Monday 19 December 2022

Gold- Near & Long Term

It’s a roller coaster ride, all the way up especially when a falling USD suddenly sparks a pullback which further sends the metals into spiralling mode. Alongside the metals we saw a large unwind! However, bullion dealers in India noticed that the 1% jump in USD caused -2 to- 3% cuts in gold and silver on Monday, 5th December in the late trading sessions.  A constantly improving data and positive numbers from the US leaves an impression that the Fed’s effort to cool down economy by calibrating interest rate hikes, does stand a partially achieved step only. Having said that, the USD Index showed an uptick along with US Bond yields and marred the Tech and Metal sectors in Asia Markets.

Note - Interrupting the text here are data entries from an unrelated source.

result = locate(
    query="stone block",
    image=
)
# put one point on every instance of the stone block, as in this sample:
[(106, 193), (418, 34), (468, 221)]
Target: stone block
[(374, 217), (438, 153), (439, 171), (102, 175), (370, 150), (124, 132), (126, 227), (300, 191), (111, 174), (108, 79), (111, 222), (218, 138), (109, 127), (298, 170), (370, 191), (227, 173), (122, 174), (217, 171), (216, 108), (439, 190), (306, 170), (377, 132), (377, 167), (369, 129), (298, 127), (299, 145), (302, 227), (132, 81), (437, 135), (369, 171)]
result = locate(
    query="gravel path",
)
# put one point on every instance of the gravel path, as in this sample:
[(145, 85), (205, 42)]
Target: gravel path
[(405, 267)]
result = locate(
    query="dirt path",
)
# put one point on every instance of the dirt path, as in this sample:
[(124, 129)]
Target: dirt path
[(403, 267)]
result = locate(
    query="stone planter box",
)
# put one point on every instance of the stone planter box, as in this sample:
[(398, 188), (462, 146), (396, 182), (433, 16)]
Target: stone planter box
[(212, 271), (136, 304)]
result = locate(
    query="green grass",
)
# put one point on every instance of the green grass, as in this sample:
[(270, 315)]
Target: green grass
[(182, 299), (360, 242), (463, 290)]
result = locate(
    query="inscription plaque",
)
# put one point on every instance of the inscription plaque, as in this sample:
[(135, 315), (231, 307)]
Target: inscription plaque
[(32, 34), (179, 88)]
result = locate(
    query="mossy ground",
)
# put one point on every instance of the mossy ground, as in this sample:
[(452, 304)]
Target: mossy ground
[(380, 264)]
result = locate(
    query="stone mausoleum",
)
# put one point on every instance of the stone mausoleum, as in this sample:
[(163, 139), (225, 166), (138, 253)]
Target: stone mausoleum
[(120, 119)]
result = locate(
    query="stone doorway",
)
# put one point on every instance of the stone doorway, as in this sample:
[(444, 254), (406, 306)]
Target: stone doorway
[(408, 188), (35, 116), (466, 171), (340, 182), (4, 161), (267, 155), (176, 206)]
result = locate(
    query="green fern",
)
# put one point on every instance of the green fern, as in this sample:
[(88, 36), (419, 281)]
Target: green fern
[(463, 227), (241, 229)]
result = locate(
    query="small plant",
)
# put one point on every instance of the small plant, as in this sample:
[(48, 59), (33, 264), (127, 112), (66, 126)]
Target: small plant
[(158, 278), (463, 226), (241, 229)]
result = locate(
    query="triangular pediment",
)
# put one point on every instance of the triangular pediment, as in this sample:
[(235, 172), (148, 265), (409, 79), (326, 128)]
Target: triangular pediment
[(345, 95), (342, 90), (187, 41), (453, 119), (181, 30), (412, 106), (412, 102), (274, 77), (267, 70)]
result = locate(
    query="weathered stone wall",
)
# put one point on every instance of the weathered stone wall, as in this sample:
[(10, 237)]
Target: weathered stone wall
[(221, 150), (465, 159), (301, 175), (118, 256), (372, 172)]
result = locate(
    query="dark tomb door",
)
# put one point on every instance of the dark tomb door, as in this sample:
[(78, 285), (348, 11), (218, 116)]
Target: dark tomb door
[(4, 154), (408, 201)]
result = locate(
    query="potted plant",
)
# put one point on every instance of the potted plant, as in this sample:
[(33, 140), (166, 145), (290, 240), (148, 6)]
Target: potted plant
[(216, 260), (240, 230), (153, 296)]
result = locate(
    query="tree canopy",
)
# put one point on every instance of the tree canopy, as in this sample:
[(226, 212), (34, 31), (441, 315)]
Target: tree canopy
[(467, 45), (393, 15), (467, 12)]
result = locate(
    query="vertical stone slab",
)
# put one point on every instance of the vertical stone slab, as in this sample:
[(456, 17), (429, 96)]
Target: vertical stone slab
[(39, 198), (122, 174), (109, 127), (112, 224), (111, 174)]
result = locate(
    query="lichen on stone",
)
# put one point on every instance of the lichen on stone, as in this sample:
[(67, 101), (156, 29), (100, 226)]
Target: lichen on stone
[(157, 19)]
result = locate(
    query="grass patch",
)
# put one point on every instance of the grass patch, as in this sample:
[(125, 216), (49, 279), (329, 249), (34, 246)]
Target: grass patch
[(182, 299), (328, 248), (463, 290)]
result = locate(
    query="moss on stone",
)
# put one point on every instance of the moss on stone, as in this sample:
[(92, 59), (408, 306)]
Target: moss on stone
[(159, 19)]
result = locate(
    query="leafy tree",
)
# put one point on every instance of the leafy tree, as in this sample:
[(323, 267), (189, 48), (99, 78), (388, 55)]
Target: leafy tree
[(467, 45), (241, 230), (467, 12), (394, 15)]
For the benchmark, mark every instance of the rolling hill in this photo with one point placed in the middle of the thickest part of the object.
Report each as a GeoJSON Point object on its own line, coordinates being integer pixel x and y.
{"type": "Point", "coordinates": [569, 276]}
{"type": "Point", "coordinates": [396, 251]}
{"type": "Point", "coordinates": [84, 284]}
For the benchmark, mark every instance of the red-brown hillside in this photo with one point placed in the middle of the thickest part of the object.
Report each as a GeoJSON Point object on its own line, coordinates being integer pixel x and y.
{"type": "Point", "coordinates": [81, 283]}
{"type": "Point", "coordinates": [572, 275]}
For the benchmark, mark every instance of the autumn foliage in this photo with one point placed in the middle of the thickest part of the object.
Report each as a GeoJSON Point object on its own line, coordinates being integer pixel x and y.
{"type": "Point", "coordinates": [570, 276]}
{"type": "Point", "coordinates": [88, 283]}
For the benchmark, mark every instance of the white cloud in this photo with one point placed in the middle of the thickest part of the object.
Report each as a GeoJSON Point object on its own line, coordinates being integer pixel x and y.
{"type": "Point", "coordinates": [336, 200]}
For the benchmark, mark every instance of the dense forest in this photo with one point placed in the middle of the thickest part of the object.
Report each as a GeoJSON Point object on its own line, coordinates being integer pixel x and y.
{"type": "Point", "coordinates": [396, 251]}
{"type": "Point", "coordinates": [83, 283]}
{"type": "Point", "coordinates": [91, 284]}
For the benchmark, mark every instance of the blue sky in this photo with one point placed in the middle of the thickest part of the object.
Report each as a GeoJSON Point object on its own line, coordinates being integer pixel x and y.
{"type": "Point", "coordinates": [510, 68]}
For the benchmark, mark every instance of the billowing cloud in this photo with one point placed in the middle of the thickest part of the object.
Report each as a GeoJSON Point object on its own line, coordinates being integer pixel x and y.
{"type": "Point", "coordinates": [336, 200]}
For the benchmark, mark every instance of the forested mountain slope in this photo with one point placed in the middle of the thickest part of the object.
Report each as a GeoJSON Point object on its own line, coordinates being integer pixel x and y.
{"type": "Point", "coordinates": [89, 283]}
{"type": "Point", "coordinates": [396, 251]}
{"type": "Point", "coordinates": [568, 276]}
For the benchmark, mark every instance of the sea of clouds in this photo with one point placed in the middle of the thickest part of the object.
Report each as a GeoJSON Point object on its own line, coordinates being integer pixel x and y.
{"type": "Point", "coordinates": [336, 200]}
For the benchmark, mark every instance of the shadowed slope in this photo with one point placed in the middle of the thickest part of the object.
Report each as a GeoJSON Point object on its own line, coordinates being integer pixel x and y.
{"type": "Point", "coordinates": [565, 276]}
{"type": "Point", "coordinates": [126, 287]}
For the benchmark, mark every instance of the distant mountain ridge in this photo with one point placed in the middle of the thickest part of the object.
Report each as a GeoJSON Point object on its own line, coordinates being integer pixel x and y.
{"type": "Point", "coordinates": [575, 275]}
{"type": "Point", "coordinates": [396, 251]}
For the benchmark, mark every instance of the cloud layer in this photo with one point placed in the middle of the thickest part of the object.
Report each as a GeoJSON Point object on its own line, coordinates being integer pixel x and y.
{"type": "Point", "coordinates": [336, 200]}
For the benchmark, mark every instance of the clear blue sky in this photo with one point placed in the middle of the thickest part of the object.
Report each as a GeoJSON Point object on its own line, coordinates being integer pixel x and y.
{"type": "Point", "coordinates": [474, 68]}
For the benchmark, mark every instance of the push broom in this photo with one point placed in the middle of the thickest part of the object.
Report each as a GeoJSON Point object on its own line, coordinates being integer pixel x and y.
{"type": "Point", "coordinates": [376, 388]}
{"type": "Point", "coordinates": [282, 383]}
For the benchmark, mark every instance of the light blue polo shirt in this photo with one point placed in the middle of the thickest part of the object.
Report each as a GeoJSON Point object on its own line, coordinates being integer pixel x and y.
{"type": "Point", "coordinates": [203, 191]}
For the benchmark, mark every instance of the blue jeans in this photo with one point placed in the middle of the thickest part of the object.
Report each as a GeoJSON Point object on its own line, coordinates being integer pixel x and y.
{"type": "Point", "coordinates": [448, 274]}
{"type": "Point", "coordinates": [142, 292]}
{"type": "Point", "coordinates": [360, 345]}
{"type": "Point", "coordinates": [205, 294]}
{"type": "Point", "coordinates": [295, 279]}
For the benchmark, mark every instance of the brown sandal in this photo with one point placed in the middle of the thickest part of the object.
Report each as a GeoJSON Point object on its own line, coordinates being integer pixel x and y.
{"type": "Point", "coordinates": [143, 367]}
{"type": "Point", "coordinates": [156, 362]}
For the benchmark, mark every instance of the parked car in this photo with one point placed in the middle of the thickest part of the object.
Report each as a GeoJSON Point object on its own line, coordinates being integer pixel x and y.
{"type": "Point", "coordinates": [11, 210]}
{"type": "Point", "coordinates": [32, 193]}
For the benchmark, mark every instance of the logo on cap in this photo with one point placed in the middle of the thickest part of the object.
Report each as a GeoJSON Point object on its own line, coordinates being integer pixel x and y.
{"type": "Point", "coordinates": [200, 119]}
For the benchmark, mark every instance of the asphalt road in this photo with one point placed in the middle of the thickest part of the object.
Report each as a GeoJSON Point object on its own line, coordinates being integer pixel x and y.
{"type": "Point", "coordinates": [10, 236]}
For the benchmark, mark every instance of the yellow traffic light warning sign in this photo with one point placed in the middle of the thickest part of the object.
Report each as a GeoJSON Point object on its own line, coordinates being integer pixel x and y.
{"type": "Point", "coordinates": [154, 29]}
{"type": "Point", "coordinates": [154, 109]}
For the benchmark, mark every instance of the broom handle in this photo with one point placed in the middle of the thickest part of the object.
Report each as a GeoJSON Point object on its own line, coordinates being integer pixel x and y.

The price of gold advanced after Federal Reserve Chair Jerome Powell signalled the pace of tightening would slow at the next meeting, ahead of economic data that could bear on the central bank's future rate hikes. The gold market, seeing a solid breakout from last month's two-year lows, appears to be getting comfortable around $1,780 an ounce; however, one bank is warning investors that gold's recovery looks fragile.  There is a risk gold prices retest supports at $1,750 an ounce and in spite of this rally, there is some hesitancy in the marketplace.
Investors – big and small, continued to liquidate their holdings in gold-backed exchange-traded products.
Giant gold-backed investment fund the SPDR Gold Trust yesterday saw shareholder liquidation for the 3rd session running, shrinking the world's largest gold ETF by 0.5% since last Wednesday

Gold is still in danger of falling lower and giving up its recent gains, but the longer-term outlook is more constructive as the Federal Reserve shifts from tightening to easing next year.
Gold has been seeing head-turning gains in November and the beginning of December, but the rally has a high chance of fizzling out as the U.S. central bank is still raising rate
But looking into next year, largest bullion dealers in India predict that things might begin to shift for the precious metal, which has been battered down by this year's strong U.S. dollar and higher yields.
Global economic uncertainty and heightened geopolitical tensions will create a "worldwide war economy" that prioritizes domestic supplies and price caps, ensuring that inflation will remain persistently high through 2023.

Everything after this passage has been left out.